Because she changed her mind about history, I assumed Coontz would also question her earlier political views. There I was disappointed. Coontz’s new position is more a retreat than a re-examination, and her book suffers because of it.

As in all of Coontz’s work, ideology is never far beneath the surface in this one. Good leftist that she is, she is critical of the 1950s marriage writer Paul Popenoe for his eugenic beliefs but never manages to tell her readers that Margaret Sanger, a feminist heroine, held similar views. She attacks conservatives such as Stanley Kurtz for defending marriage in general while denouncing gay marriage in particular without bothering to note that some of the strongest arguments in favor of gay marriage were made by conservatives such as Jonathan Rauch and Andrew Sullivan. For all her newfound moderation, Coontz cannot let go of the idea that her side is all virtue and that of her opponents all vice.

And although Coontz has changed her mind about marriage, she has not altered her views about divorce. In Coontz’s world, the best marriages are those in which husbands and wives refrain from hurting each other more than they actively help each other. Coontz is as worried today as when she wrote her earlier books that strong commitments in marriage will be harmful to women. Yes, marriage can be “remarkably beneficial,” she writes, but then, reverting to form, she adds that “many of those benefits would disappear if we tried to reimpose the societal norm of lifelong marriage for everyone.” Divorce is here to stay, and we had better get used to it.
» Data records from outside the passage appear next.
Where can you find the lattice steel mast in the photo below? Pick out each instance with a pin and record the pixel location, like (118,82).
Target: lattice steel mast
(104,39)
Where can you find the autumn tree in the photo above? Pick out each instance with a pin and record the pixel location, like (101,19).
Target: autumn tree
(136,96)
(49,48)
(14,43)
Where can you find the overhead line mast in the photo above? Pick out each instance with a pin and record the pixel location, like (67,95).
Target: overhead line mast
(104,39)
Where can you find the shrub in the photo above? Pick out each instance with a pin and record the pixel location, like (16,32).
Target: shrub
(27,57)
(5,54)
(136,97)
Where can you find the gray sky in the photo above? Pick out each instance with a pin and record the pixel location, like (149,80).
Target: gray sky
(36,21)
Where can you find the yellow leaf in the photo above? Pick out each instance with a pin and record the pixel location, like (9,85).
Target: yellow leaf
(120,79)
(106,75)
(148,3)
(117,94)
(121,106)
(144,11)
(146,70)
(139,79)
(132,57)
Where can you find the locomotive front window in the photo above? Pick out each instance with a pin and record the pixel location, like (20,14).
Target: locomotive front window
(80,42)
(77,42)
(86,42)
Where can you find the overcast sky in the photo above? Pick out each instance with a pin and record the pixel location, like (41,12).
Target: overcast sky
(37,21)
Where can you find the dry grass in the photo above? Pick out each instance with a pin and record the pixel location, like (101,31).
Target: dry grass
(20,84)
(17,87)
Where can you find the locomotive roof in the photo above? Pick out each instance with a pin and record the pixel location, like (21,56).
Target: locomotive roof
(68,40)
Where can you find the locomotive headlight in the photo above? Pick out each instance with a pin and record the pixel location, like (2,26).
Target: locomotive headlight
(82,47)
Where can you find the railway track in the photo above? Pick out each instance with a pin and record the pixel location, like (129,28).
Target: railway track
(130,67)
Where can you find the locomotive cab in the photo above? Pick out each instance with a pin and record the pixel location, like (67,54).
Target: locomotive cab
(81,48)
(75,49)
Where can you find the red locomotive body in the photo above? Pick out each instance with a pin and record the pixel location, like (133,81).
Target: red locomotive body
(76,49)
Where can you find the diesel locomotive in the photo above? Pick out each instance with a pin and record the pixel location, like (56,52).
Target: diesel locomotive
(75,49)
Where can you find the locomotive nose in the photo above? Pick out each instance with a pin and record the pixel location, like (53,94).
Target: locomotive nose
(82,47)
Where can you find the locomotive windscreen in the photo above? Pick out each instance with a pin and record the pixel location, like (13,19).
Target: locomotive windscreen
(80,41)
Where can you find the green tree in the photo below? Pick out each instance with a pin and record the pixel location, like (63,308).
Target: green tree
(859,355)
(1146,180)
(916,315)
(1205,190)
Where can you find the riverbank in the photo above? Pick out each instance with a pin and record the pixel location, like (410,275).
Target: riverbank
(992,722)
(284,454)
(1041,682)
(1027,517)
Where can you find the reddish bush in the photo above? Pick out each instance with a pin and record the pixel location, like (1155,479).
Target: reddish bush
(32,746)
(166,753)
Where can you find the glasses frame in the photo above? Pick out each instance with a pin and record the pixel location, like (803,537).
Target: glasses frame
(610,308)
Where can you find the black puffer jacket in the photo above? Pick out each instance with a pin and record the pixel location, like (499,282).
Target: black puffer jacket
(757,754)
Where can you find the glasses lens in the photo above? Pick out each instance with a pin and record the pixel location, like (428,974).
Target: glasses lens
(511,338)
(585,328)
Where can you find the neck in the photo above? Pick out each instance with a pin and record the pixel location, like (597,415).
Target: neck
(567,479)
Yet everything depends, not on whether a norm is reimposed, but on who reimposes it. If some authoritarian force such as the Christian right were to step in and, in the name of reaffirming traditional gender rules, make divorce difficult, if not impossible, to obtain, I would join with Coontz in protest. But there exists another, far more likely, possibility. If marriage under modern conditions is rooted in personal choice, aren’t those who choose it under some kind of obligation to hold themselves to its lifelong durability, at least to their best of their ability? I kept waiting for Coontz, who places so much emphasis on individual choice, to remind individuals that choice brings responsibility in its wake. But this she never does, and for a reason. If what she learned from history has changed, her approach to history has not, and that approach will not allow her to assign autonomy to real individuals.

“The erosion of the male breadwinner family,” Coontz writes at one point, “is a classic example of what some historians call an overdetermined event.” Actually, all of Coontz’s history is “overdetermined,” a term borrowed from Marxism, which technically means that an event has many causes, but is invariably used to suggest that history will be following out its theoretically ordained course even if it does not appear to be doing so at any particular moment. Marriage, divorce, children—these are things that happen to us. Even when we think we are choosing, history has chosen for us. Just as the Industrial Revolution transformed our work life, the introduction of personal choice into marriage has transformed our intimate life.

Coontz has the description right; Americans face a situation in which the ideal marriages they want are threatened by the individual freedom they crave. But she has the prescription wrong; still committed to battling her enemies, she has little or nothing to offer those Americans who view marriage as the most important social institution in their lives. We need to learn how to give to others while reserving room for ourselves. Treating history as a clash of forces before which ordinary people are powerless does not help us get there.